研究チームは、まず初めに、野生型のマウスとIP3R1を欠損した組み換えマウス、それぞれの小脳にある細胞を培養しました。培養したプルキンエ細胞の樹状突起の伸展の異常の有無を調べた結果、IP3R1を欠損した組み換えマウス由来のプルキンエ細胞は、野生型のものに比べ、樹状突起の枝分かれが少なく、また長く伸びていることが分かりました(図1)。

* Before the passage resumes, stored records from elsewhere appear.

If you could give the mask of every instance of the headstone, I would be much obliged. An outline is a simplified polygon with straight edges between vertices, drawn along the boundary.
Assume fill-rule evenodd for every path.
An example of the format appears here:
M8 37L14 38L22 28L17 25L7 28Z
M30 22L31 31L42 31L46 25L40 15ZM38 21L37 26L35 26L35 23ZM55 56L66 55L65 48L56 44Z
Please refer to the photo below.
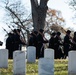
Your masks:
M36 60L36 47L29 46L27 48L27 62L34 63Z
M38 75L54 75L54 64L50 58L39 59Z
M8 50L0 49L0 68L8 68Z
M76 75L76 51L69 52L68 75Z
M44 50L44 58L50 58L51 60L54 61L54 50L51 48L45 49Z
M25 51L13 52L13 74L14 75L26 74L26 52Z

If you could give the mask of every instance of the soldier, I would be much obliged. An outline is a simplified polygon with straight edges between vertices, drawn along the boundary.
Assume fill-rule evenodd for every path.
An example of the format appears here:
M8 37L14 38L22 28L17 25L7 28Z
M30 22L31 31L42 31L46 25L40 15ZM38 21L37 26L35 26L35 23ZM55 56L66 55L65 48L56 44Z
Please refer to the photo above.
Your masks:
M28 46L33 46L33 33L29 35Z
M37 46L37 31L33 31L30 34L30 38L29 38L29 46Z
M30 35L30 39L29 39L29 46L35 46L37 49L37 31L33 31ZM36 58L38 58L38 54L37 54L37 50L36 50Z
M13 58L13 51L20 50L20 44L25 45L25 42L20 39L20 29L14 29L13 33L8 34L6 39L6 49L9 50L9 58Z
M0 46L2 46L3 45L3 42L2 41L0 41Z
M64 58L68 56L68 52L70 51L72 42L71 42L71 31L67 30L66 35L64 37Z
M74 32L72 50L76 50L76 32Z
M51 34L51 38L49 40L49 48L54 49L55 44L55 32Z
M62 45L62 43L61 43L61 37L60 37L60 35L61 35L61 33L57 32L56 37L55 37L55 44L54 44L55 59L58 59L61 56L60 45Z
M44 40L44 30L40 29L37 35L37 54L38 54L38 58L40 57L44 57L44 45L43 43L47 43L47 40Z
M14 30L14 50L21 50L21 44L25 45L25 41L21 39L20 29Z
M9 50L9 59L13 58L13 34L12 33L8 33L8 38L6 39L6 49Z

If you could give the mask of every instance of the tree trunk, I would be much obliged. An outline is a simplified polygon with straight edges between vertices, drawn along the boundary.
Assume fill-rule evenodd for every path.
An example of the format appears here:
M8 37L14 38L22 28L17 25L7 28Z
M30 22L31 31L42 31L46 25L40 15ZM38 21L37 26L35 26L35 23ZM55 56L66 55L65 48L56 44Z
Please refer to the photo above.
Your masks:
M34 30L44 29L48 0L40 0L40 4L37 0L30 1Z

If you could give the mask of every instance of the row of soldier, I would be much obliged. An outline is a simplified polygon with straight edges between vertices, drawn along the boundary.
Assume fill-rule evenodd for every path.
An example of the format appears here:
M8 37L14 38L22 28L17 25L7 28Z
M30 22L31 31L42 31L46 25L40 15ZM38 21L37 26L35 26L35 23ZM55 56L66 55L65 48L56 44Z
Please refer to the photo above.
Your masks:
M6 39L6 49L9 50L9 59L13 58L13 51L21 50L21 45L25 45L25 41L21 39L20 29L14 29L13 32L8 33Z
M29 46L36 47L36 58L44 57L44 43L49 43L49 48L55 50L55 59L66 58L68 56L68 51L76 50L76 32L74 32L74 37L70 37L71 31L68 30L62 41L60 32L52 33L50 40L44 37L44 30L33 31L30 34ZM21 44L25 45L25 41L21 40L20 29L14 29L13 33L8 34L6 39L6 49L9 50L9 58L13 57L13 51L21 50ZM71 39L71 40L70 40Z
M64 39L61 39L61 33L52 33L50 40L44 37L44 30L33 31L30 35L29 46L36 47L36 58L44 57L44 43L49 43L48 47L54 49L55 59L66 58L70 50L76 50L76 32L74 37L70 36L71 31L67 30Z

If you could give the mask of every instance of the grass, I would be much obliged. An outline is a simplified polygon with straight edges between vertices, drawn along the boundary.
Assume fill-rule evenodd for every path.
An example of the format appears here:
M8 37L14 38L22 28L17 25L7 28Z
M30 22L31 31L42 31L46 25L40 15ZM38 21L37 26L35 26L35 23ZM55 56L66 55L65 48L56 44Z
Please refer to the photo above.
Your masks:
M0 75L13 75L13 60L8 61L7 69L0 69ZM26 75L38 75L38 60L36 63L26 63ZM55 60L54 75L68 75L68 60Z

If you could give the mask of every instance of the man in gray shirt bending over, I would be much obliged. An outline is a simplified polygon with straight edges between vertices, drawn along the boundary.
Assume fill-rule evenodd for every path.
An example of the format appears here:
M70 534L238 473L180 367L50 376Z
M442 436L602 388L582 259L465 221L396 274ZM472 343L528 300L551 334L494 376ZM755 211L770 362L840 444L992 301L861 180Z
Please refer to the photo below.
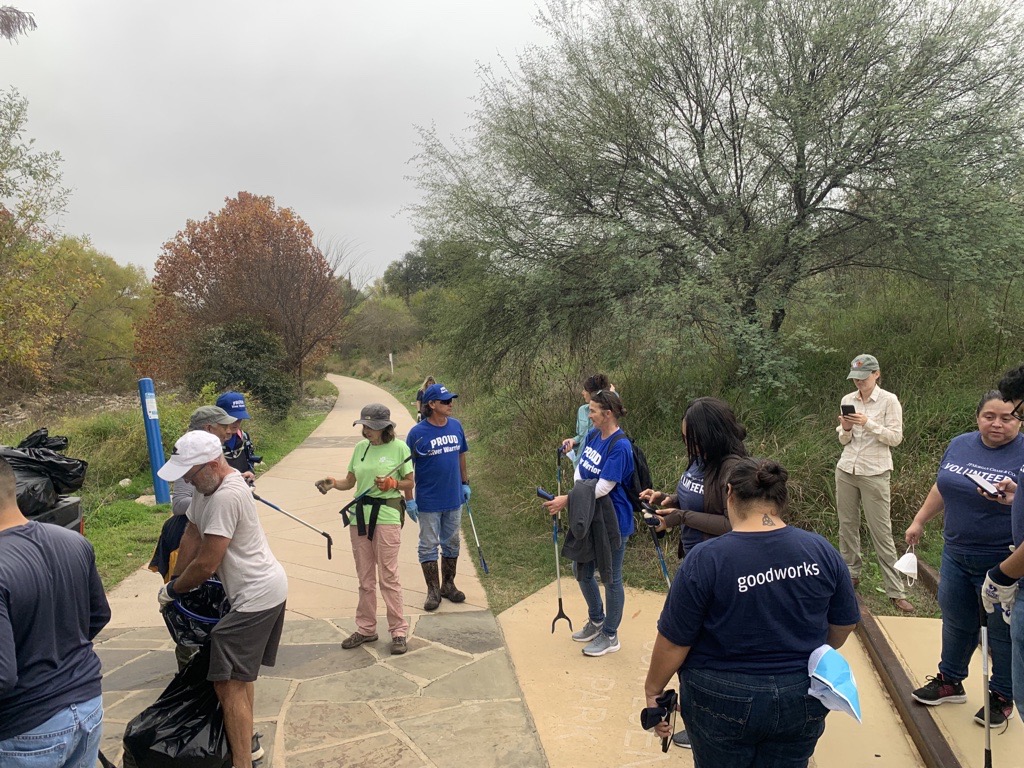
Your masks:
M274 666L284 627L288 577L270 551L252 490L224 460L209 432L186 432L158 473L195 486L175 577L160 588L163 610L214 573L231 610L214 627L207 680L217 691L234 768L251 768L263 750L253 738L253 683ZM251 747L251 749L250 749Z

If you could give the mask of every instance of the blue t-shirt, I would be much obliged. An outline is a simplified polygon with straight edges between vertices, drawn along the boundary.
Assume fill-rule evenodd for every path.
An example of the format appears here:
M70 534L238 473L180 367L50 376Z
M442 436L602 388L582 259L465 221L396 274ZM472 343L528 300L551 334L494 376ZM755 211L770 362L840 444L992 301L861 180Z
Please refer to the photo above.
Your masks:
M700 462L695 461L686 468L679 483L676 485L677 507L689 509L693 512L704 511L704 467ZM679 532L683 542L683 552L689 552L695 546L704 541L704 532L696 528L688 528L685 525Z
M469 450L458 419L438 427L424 419L409 430L405 442L416 472L416 506L420 512L444 512L462 506L459 455Z
M1013 543L1009 508L979 494L964 473L981 475L995 484L1007 477L1017 480L1022 464L1024 435L1017 435L1000 448L989 448L978 432L953 438L939 463L935 481L945 508L942 537L950 552L995 557L1009 554Z
M807 671L828 625L860 621L850 572L816 533L729 533L698 544L676 572L658 631L690 646L684 666L750 675Z
M607 438L601 437L601 430L594 428L587 433L587 444L577 465L584 480L611 480L615 483L608 494L615 507L619 521L619 533L630 536L633 533L633 505L622 484L633 477L633 446L628 437L620 438L608 455L608 443L622 430L617 429Z

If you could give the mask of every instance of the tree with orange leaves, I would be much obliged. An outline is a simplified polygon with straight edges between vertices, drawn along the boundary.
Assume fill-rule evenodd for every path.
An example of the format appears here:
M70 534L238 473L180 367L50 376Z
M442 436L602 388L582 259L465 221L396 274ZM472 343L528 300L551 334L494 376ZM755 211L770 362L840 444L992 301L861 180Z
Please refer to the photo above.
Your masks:
M156 263L156 300L138 329L138 368L180 381L190 351L211 328L256 322L276 334L284 367L301 385L327 353L345 309L335 270L309 226L272 197L239 192L224 207L164 243Z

次に、プルキンエ細胞に情報伝達する主な神経細胞の一つである顆粒細胞が、プルキンエ細胞樹状突起伸展制御に関わる可能性を調べました。まず、顆粒細胞に3種類のIP3受容体のうち、今まではあまり存在していないと考えられていたIP3R1が一番多く発現していることを明らかにしました。顆粒細胞は、細胞外刺激に応じて、樹状突起伸展に重要な働きをする神経栄養因子の一つ「BDNF」を産生することが知られています。また一方、この細胞外刺激がIP3R1を介してカルシウムを放出する可能性があることから、カルシウム放出とBDNFの発現の関係に着目しました。その結果、IP3R1を欠損した組み換えマウスの顆粒細胞では、細胞外刺激に応じたカルシウム貯蔵庫からのカルシウムの放出がほとんどないことが分かり、また、刺激に応じたBDNFの発現上昇も少ないことを明らかにしました。さらにこの結果をもとに、BDNFをIP3R1欠損型の小脳の培養細胞に添加すると、IP3R1欠損型のプルキンエ細胞の樹状突起伸展は正常に戻ることも分かりました(図2)。

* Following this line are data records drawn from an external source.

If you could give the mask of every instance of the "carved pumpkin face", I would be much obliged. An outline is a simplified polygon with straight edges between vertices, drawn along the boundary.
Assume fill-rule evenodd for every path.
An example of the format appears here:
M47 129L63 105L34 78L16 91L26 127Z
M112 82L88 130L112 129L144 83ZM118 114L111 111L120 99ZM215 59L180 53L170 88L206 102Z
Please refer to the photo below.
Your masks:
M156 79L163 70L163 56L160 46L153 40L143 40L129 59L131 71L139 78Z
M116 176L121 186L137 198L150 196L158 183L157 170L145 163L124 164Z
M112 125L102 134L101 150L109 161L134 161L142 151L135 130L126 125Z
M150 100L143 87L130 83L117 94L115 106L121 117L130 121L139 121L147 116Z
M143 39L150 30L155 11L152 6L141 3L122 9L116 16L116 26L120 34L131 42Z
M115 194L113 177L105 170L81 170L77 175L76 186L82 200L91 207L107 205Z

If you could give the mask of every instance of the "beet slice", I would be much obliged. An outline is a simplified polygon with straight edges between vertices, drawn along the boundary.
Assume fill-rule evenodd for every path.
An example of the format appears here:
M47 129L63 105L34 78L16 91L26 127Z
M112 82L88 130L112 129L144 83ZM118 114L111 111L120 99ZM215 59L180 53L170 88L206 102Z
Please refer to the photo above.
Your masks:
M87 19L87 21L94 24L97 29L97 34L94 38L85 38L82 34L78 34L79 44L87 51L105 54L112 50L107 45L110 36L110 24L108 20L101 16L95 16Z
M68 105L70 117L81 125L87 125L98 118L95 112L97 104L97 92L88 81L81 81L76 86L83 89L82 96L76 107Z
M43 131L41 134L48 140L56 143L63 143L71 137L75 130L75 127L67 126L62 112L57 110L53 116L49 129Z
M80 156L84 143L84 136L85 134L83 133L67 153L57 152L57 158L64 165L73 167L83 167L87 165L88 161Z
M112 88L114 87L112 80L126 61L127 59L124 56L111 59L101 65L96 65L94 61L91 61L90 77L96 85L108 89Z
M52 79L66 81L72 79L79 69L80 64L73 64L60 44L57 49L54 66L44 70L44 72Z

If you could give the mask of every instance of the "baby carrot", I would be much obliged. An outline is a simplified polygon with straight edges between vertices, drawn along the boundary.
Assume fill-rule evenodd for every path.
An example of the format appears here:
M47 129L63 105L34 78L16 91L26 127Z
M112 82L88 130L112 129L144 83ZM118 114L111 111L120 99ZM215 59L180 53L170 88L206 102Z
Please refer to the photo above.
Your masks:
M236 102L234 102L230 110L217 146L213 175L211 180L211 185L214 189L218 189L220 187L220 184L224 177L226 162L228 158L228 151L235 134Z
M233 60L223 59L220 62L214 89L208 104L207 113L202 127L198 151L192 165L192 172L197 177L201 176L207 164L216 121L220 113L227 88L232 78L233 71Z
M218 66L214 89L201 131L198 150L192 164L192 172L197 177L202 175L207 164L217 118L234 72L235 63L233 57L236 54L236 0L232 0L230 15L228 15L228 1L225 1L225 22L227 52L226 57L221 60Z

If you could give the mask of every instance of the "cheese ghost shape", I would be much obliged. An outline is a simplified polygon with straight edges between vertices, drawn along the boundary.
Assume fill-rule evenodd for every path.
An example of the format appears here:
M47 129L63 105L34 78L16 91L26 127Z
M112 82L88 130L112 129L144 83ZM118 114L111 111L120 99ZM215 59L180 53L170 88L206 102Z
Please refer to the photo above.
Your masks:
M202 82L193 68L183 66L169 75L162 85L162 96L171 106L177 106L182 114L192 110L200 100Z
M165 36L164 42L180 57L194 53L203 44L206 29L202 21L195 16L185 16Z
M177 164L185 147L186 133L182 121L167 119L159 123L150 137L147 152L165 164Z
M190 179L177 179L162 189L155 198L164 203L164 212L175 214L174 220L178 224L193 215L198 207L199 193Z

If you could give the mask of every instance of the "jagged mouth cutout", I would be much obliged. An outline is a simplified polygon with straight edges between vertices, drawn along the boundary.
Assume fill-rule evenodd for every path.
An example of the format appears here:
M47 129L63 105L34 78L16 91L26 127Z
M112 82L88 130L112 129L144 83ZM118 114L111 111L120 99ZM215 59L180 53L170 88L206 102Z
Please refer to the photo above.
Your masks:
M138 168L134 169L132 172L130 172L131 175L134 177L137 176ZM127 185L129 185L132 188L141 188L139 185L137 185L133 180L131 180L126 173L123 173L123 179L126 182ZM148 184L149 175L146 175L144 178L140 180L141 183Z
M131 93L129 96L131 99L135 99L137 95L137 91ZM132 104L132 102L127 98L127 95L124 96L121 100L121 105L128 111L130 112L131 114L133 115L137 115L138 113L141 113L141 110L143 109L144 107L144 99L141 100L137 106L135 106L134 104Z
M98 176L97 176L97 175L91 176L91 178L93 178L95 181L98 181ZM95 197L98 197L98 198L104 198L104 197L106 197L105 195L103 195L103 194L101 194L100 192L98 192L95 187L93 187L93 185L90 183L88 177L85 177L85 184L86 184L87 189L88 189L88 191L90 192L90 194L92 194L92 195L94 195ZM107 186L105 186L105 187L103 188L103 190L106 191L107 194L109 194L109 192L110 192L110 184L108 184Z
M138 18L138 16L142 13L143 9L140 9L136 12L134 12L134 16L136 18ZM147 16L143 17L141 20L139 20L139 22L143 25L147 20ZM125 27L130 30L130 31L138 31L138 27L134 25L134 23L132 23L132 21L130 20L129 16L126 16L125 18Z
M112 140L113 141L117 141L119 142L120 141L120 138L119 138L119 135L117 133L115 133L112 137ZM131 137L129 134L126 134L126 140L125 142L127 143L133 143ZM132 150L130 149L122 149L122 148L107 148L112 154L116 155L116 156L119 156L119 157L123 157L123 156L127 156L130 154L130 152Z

さらに研究チームでは、プルキンエ細胞に蛍光物質を入れて特殊な顕微鏡で樹状突起を可視化して観察した結果、野生型のプルキンエ細胞が非常に整然とした美しい樹状突起伸展を示すのに対し、IP3R1欠損型のプルキンエ細胞の樹状突起伸展は大きく乱れていることを発見しました(図3)。これは、樹状突起の枝分かれが減少していることが原因の一つと考えられ、前述の培養細胞を用いた知見と一致しました。また、電子顕微鏡による観察の結果、IP3R1欠損型の小脳顆粒細胞の軸索の末端には、神経伝達物質を含むと思われる顆粒が異常に蓄積していることが分かり、顆粒細胞とプルキンエ細胞間のコミュニケーションに異常があることを示唆しています(図4)。

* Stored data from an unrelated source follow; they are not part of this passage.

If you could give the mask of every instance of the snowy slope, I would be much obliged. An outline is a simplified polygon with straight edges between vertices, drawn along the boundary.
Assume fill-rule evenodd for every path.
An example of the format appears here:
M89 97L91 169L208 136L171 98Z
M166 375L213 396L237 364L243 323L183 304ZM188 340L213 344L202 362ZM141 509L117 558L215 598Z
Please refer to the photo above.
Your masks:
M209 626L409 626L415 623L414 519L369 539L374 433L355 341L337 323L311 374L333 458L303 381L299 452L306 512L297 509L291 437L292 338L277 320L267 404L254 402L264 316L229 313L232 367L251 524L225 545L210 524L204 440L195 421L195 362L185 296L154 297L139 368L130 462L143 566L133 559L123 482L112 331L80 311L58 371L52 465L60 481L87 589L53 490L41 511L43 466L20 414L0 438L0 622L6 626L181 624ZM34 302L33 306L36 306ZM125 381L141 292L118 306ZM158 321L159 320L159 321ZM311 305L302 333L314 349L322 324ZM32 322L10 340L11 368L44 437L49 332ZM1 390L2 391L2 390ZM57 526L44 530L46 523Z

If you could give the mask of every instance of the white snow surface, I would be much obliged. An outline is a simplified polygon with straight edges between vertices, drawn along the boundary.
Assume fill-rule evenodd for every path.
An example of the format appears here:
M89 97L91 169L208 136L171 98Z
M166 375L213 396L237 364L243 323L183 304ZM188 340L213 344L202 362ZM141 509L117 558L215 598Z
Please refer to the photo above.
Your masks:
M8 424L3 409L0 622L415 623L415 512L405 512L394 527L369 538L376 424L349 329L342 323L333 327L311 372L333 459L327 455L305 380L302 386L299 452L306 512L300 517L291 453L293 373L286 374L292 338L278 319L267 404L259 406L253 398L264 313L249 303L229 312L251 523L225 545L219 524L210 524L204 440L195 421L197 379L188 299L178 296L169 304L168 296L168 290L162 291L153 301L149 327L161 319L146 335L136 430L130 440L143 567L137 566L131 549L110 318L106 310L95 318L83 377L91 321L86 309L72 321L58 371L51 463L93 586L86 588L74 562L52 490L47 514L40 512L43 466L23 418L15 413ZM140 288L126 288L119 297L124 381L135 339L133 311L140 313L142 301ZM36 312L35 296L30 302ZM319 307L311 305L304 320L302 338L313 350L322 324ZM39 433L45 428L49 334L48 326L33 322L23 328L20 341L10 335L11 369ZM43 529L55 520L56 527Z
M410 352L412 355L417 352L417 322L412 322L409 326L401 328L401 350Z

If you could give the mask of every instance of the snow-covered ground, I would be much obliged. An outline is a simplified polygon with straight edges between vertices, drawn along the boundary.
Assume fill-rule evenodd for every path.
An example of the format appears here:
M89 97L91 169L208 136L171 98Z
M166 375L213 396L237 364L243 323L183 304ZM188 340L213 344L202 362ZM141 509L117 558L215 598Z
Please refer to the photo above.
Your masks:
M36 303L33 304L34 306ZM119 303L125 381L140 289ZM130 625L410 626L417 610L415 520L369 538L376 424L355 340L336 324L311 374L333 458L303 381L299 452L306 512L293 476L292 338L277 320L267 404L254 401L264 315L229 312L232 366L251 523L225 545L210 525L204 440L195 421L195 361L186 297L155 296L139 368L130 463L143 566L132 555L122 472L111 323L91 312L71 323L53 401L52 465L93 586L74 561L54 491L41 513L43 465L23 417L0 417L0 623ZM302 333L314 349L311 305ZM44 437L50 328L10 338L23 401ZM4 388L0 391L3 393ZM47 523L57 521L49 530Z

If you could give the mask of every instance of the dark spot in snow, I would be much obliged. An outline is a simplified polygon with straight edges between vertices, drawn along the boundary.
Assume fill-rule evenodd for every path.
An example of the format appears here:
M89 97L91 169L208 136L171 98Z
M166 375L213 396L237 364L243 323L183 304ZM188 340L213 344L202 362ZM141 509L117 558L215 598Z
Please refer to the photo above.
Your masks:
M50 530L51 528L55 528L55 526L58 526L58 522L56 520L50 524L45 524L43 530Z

また、神経栄養因子のBDNFが軸索末端からの神経伝達物質の放出を調節するという以前の研究の知見と合わせると、顆粒細胞でIP3受容体を介してつくられたBDNFが、顆粒細胞自身の軸索に作用して神経伝達物質の放出を制御していると考えられます。
今後は、たくさんある神経細胞のうち、ある一部の神経のIP3受容体を無くしたマウスや、IP3受容体の3種類をすべて欠損したマウスを作成し、それぞれの神経のIP3受容体が脳における神経ネットワークの形成、記憶や学習などの複雑な脳機能にどのような働きをしているのか総合的に明らかにされることが期待されます。